Date of Award

Spring 1-1-2012

Document Type


Degree Name

Master of Arts (MA)



First Advisor

Mark Serreze

Second Advisor

Noah Molotch

Third Advisor

David Gallaher


This thesis analyzes the long-term albedo variability of the Greenland Ice Sheet (GrIS) using 25 years of Advanced Very High Resolution Radiometer (AVHRR) Polar Pathfinder satellite data. Previous studies of the GrIS have generally limited their spatiotemporal extents to either coarse resolutions or relatively short time spans, or else concentrated on small, dynamic areas. The premise of this thesis is that these limitations may be obscuring larger patterns or changes in the GrIS albedo.
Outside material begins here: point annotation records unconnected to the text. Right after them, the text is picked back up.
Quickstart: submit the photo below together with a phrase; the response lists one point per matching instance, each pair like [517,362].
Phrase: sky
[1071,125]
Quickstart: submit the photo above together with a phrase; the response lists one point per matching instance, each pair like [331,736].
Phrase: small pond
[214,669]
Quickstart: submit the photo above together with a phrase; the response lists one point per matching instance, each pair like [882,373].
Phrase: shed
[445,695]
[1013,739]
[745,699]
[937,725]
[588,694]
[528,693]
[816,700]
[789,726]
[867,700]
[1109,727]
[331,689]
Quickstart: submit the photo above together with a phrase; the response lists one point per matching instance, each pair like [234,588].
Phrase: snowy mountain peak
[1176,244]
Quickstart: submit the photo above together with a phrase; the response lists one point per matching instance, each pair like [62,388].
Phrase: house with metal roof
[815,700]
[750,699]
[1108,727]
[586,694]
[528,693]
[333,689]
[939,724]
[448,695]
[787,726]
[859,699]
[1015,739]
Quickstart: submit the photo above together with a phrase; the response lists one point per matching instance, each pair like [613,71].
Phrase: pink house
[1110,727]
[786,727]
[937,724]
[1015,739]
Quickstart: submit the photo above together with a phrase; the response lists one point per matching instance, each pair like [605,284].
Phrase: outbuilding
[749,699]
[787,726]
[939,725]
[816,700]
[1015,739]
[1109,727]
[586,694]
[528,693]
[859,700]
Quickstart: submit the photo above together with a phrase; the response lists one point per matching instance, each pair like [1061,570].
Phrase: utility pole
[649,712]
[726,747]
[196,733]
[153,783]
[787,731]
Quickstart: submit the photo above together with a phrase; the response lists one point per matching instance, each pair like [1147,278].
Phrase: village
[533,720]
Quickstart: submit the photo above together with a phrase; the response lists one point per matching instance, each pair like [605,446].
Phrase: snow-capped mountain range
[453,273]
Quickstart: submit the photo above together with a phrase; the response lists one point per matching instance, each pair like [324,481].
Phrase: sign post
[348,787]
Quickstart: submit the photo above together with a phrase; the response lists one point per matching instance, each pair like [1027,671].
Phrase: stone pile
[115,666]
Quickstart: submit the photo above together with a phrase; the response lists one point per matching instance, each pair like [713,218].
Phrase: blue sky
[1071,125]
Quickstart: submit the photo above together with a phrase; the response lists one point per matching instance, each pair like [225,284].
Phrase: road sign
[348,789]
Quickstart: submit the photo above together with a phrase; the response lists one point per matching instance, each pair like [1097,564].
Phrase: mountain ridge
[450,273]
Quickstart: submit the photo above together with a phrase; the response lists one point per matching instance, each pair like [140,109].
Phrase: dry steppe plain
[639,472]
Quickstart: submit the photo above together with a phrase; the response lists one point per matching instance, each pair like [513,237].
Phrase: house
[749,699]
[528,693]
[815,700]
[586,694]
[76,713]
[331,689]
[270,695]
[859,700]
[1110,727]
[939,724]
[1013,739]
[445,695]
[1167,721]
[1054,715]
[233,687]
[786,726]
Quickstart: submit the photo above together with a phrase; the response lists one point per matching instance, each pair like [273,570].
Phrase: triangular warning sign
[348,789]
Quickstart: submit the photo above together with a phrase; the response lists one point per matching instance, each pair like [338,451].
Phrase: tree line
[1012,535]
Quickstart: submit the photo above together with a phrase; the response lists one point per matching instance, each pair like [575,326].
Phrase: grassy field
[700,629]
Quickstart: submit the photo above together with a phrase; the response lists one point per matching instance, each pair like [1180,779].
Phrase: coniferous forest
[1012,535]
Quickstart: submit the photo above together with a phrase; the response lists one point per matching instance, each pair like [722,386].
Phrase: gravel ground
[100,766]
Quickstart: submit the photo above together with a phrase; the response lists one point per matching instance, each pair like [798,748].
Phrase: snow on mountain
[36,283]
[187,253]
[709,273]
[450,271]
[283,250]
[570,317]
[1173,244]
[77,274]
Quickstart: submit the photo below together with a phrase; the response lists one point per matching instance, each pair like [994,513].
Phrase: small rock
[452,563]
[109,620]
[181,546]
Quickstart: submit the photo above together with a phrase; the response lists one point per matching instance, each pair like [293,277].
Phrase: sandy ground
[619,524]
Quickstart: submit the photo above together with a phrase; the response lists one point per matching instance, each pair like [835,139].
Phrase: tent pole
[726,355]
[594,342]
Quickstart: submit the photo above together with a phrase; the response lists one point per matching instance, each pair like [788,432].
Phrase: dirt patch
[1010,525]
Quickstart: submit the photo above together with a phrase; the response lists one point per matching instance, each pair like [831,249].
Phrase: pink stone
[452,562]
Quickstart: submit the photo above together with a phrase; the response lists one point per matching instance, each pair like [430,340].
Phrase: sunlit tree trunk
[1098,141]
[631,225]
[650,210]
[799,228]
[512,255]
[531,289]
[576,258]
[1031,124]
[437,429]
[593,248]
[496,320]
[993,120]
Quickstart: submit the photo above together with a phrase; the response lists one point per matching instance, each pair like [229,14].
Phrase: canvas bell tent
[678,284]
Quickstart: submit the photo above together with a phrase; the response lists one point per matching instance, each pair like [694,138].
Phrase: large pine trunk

Analyzing massive remotely-sensed data sets presents formidable challenges. In response, and concurrent with the albedo analysis, this thesis demonstrates new techniques for managing and analyzing large satellite-derived data sets. Prototype database technology is introduced that enables scalable storage and rapid, random-access to data at high spatiotemporal resolutions. To answer the scientific questions posed, analysis tools are included with the database architecture and applied to the entire data set.

This thesis determines the spatial distributions of albedo means, medians and variances, as well as any long-term trends. The spatial and temporal relationships between synoptic weather forcings and albedo changes are also explored. Where possible, ground-truth data is supplied to support the satellite-based conclusions. In the course of assembling and analyzing the data, the current study reveals several types of previously undetected errors in the data set. This outcome validates the original premise of the thesis and demonstrates additional capabilities of the database and analysis system.

The final results show that the AVHRR/Polar Pathfinder data set used herein is of poor quality. However, the analysis methods, quality assurance, and data management techniques used in this thesis demonstrate that the technology now exists to manage massive remotely-sensed data sets within distributed databases. This capability may open new possibilities for rapid data analysis, and prove useful for managing and analyzing large data sets beyond the field of remote sensing.